On the low end, there is the 1U System p5 505 Express or the quad-core System p5 505Q Express. Either system is capable of consolidating 12 x86 Linux systems into one box. The System p5 505 Express starts at $3,717, and the quad-core System p5 505Q Express starts at $5,505.
All of the aforementioned hardware will run the ISSLE stack that was announced on Tuesday.
Some believe that server consolidation is a necessary evil after the server sprawl that took place in the past decade. While 32-bit processors have gotten progressively faster, they were still limited to 4GB of addressable memory, which means the computer would max out its capacity very quickly. The System p computers, by contrast, can handle up to 128GB of memory.
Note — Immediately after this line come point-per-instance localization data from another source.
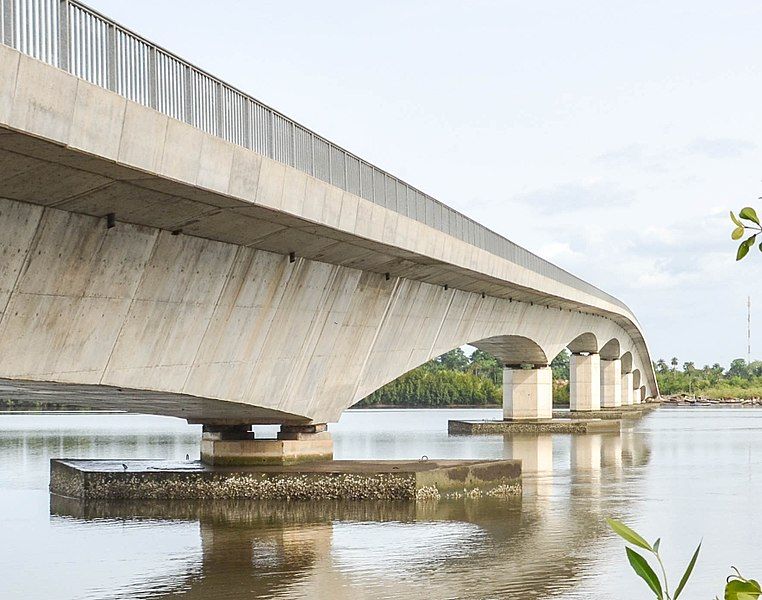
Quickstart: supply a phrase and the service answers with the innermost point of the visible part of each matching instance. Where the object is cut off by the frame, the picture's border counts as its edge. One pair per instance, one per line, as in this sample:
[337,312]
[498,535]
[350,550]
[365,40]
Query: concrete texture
[611,383]
[585,382]
[346,480]
[627,391]
[554,425]
[527,393]
[215,322]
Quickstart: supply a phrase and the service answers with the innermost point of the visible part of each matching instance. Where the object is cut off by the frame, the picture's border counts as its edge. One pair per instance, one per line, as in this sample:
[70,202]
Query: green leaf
[742,589]
[641,567]
[749,214]
[743,248]
[688,571]
[627,534]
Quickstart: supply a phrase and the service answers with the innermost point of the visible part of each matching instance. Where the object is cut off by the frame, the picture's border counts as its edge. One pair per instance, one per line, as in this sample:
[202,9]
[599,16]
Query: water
[682,474]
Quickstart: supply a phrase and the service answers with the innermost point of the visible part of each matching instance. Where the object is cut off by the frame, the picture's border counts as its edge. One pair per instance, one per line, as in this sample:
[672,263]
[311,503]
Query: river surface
[679,474]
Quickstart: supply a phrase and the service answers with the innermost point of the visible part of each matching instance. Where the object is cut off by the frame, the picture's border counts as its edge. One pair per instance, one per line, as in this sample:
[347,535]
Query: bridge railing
[69,35]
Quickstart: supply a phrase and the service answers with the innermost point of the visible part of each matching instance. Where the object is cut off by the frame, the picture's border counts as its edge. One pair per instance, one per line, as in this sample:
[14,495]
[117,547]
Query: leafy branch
[736,588]
[639,563]
[741,228]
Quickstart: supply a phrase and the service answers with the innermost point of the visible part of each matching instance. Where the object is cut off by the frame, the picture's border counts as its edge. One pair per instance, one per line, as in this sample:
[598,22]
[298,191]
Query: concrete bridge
[170,245]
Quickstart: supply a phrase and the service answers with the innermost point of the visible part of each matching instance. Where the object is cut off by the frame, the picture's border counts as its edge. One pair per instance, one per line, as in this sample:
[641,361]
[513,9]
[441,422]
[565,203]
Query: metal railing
[69,35]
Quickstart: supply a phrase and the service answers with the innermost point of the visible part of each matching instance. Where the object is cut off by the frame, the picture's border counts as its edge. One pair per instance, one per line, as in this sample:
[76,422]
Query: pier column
[235,445]
[584,382]
[637,395]
[527,393]
[611,383]
[627,389]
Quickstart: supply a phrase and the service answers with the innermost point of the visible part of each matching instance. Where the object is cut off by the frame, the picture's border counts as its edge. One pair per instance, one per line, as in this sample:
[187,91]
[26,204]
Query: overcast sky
[609,137]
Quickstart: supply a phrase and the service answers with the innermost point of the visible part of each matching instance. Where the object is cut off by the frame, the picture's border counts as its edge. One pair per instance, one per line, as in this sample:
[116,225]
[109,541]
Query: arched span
[513,350]
[587,342]
[627,362]
[610,350]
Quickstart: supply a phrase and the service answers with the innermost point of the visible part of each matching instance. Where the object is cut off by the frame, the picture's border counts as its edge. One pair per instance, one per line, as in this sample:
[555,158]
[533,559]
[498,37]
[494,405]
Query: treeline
[741,380]
[457,379]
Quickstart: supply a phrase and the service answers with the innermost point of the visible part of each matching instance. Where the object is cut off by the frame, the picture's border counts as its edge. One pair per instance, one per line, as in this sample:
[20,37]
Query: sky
[609,137]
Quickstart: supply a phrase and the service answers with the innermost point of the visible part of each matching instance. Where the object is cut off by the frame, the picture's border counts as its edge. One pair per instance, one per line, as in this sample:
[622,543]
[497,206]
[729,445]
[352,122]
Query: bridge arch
[513,350]
[636,379]
[611,350]
[586,342]
[627,362]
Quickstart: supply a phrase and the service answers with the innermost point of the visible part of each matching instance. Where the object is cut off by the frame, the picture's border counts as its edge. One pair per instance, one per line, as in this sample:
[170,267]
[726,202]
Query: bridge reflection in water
[473,548]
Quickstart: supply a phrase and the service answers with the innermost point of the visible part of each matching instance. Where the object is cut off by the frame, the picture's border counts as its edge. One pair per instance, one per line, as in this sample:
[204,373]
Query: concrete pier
[328,480]
[585,382]
[236,445]
[527,393]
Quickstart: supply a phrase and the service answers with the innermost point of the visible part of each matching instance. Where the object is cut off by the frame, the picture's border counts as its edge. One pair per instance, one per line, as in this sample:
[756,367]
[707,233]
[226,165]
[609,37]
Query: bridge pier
[527,393]
[584,382]
[611,383]
[627,390]
[235,445]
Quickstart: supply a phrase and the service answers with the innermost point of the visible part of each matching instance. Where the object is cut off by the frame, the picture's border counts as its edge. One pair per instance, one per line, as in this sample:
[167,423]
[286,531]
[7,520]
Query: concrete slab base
[621,412]
[589,425]
[329,480]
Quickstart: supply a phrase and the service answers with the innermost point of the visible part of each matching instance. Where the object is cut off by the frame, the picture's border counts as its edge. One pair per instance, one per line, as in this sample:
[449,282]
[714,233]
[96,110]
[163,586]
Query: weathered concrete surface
[555,425]
[219,312]
[623,412]
[527,393]
[585,382]
[347,480]
[611,383]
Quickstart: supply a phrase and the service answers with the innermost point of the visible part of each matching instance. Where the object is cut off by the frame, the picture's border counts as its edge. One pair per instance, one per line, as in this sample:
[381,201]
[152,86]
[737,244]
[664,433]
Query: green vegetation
[740,380]
[456,379]
[736,586]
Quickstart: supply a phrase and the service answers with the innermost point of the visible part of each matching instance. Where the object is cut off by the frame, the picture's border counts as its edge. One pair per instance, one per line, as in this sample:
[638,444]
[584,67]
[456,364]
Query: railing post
[63,34]
[112,63]
[153,81]
[189,96]
[220,111]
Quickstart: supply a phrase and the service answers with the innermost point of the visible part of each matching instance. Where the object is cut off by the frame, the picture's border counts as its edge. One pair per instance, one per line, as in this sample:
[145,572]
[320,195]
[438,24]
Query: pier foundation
[236,445]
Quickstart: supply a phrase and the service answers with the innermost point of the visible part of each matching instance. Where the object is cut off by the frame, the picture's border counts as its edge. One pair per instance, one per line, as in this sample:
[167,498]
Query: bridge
[170,245]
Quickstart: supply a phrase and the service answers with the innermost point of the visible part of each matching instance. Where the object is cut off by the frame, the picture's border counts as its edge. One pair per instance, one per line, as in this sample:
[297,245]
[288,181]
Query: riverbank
[686,400]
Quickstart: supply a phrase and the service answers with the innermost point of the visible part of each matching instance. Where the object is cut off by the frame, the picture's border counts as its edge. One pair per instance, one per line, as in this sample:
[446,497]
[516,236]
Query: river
[679,474]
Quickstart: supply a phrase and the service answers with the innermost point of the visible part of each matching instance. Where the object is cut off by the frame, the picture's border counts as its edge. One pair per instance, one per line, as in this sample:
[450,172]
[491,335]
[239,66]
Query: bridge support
[611,383]
[584,382]
[627,389]
[637,395]
[235,445]
[527,393]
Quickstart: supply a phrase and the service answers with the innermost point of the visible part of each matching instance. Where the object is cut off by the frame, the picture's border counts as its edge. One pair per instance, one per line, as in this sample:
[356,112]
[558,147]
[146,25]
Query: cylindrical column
[627,390]
[611,383]
[527,393]
[585,382]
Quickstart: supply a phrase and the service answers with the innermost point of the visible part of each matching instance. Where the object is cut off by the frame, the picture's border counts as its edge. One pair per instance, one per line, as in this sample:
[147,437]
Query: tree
[560,366]
[454,360]
[738,368]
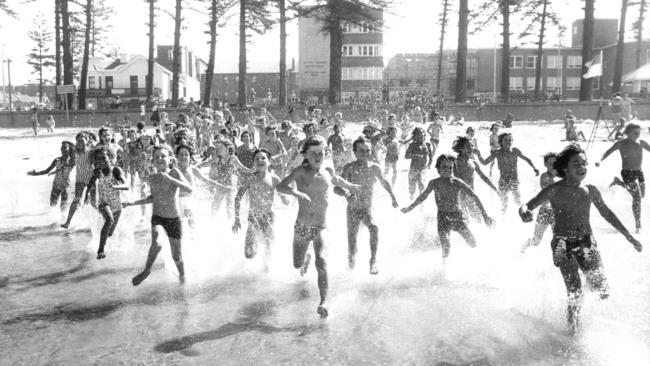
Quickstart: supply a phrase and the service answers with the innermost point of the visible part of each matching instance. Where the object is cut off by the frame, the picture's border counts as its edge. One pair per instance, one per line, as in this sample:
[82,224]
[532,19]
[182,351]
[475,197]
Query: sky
[411,26]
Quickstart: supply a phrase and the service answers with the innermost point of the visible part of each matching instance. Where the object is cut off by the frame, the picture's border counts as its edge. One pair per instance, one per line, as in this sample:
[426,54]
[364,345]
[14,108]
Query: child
[450,217]
[278,153]
[184,156]
[83,166]
[506,158]
[573,244]
[545,214]
[631,150]
[421,156]
[165,217]
[107,181]
[364,173]
[312,187]
[392,153]
[261,188]
[63,165]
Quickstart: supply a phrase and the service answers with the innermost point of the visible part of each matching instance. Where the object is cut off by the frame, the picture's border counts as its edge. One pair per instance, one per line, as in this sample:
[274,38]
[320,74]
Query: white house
[125,77]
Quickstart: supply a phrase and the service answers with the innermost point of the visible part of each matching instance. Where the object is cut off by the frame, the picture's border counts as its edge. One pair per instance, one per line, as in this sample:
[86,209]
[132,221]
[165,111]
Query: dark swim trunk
[583,248]
[448,221]
[631,176]
[545,216]
[172,225]
[261,221]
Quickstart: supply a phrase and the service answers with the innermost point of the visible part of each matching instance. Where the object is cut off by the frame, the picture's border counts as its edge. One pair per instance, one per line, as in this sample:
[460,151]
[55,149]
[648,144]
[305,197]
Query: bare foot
[322,311]
[139,278]
[373,268]
[305,264]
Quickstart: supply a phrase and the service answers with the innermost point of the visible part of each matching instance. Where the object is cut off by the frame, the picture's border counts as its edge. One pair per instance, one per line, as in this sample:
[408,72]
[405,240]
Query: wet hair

Dan Olds, principal analyst for Gabriel Consulting, estimates that most x86 servers running Web-tier applications only run at around 5 percent to 6 percent utilization. "The real gold mine here is going after all the idle x86 boxes. There's a lot of small x86 boxes out there that are barely turning over most of the time," he told internetnews.com
Olds also saluted IBM's services efforts to assist customers in migrating their applications to the new hardware. "The smart thing that they are doing is providing the inexpensive or in some cases free migration. That's huge. It was smart of them and it's a very powerful inducement here," he said.